If I need to find the best synset for something like "school & office supplies", I'm not sure how to go about this. So far I've tried finding the synsets for the individual words and then computing the best lowest common hypernym like this:

def find_best_synset(category_name):
    text = word_tokenize(category_name)
    tags = pos_tag(text)

    node_synsets = []
    for word, tag in tags:
        pos = get_wordnet_pos(tag)
        if not pos:
            continue
        node_synsets.append(wordnet.synsets(word, pos=pos))

    max_score = 0
    max_synset = None
    max_combination = None
    for combination in itertools.product(*node_synsets):
        for test in itertools.combinations(combination, 2):
            score = wordnet.path_similarity(test[0], test[1])
            if score > max_score:
                max_score = score
                max_combination = test
                max_synset = test[0].lowest_common_hypernyms(test[1])
    return max_synset

However this doesn't work very well plus it is very costly. Are there any ways to figure out which synset best represents multiple words together?

Thanks for your help!

1
If all your expressions are like that example, then you probably shouldn't look for a common hyperonym. "School supplies" are a kind of supplies, but they aren't some kind of school.

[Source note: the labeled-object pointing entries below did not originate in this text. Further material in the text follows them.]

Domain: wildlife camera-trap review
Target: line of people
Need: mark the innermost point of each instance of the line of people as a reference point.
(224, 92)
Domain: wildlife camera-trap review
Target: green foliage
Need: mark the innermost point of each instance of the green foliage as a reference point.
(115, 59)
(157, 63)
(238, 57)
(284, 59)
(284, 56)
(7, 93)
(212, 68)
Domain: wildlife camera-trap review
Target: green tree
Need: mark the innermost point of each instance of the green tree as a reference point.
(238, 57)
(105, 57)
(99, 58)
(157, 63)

Rather, you could consider the synsets of the last word and disambiguate among those using the preceding words (I'm not sure how to do this, however). - lenz
Hmmm, I see your point but I don't think all the expressions are like that example. I realize that "school & office" are the type of supplies but they are still recognized as nouns instead of adjectives. - kevin.w.johnson
Well, it won't simplify your task if the expressions have different internal structures. I suggest you manually assign the correct synset in a random sample (like 20 to begin with) and then look if you can see a pattern. Or manually do even more instances and train a decision tree. - lenz

1 Answers

4
votes

Apart from what I said in the comments already, I think the way you select the best hyperonym might be flawed. The synset you end up with is not the lowest common hyperonym of all words, but only that of two of them.

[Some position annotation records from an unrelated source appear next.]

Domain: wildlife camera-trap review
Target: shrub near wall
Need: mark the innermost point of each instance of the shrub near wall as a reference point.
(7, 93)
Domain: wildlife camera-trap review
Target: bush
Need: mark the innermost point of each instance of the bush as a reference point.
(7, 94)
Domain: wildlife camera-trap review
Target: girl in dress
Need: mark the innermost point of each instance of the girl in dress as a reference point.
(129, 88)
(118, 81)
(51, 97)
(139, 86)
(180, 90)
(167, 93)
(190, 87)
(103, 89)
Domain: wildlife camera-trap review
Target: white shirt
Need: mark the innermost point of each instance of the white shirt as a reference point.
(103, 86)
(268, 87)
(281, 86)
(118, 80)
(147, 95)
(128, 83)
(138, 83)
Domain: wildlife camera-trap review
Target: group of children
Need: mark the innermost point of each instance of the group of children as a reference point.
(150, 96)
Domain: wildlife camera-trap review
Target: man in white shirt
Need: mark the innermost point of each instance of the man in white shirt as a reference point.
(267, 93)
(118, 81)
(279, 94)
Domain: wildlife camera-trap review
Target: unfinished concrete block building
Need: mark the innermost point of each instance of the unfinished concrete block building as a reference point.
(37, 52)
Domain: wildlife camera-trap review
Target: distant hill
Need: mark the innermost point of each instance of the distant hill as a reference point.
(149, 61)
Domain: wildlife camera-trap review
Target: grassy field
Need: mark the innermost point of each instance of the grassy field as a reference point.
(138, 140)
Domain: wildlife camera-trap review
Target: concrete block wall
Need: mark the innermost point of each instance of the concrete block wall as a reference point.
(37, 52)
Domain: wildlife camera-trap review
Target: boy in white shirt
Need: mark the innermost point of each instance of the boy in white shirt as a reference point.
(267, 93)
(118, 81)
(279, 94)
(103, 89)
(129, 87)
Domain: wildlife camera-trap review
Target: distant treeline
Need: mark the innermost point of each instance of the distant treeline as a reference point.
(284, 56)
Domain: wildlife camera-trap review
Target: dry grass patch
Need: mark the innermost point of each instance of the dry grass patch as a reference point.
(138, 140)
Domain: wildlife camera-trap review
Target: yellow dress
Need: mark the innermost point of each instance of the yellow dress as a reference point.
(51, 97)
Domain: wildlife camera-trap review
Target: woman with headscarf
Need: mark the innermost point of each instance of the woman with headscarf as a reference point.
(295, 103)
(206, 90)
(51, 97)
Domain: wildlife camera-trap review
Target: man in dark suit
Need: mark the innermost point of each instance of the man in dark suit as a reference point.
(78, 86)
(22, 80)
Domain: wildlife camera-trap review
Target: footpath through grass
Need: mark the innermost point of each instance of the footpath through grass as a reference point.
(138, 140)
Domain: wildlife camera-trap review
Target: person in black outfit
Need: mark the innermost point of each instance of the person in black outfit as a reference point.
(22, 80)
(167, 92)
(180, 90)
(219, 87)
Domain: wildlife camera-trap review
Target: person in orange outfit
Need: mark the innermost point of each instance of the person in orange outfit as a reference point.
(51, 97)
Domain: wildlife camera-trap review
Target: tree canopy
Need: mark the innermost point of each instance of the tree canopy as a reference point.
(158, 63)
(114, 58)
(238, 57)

Let's stick with your example of "school & office supplies". For each word in the expression you get a number of synsets. So the variable node_synsets will look something like the following:

[[school_1, school_2], [office_1, office_2, office_3], [supply_1]]

In this example, there are 6 ways to combine each synset with any of the others:

[(school_1, office_1, supply_1),
 (school_1, office_2, supply_1),
 (school_1, office_3, supply_1),
 (school_2, office_1, supply_1),
 (school_2, office_2, supply_1),
 (school_2, office_3, supply_1)]

These triples are what you iterate over in the outer for loop (with itertools.product). If the expression has 4 words, you would iterate over quadruples, with 5 it's quintuples, etc.

Now, with the inner for loop, you pair off each triple. The first one is:

[(school_1, office_1),
 (school_1, supply_1),
 (office_1, supply_1)]

... and you determine the lowest hyperonym among each pair. So in the end you get the lowest hyperonym of, say, school_2 and office_1, which might be some kind of institution. This is probably not very meaningful, as it doesn't consider any synset of the last word.

Maybe you should try to find the lowest common hyperonym of all three words, in each combination of their synsets, and take the one scoring best among them.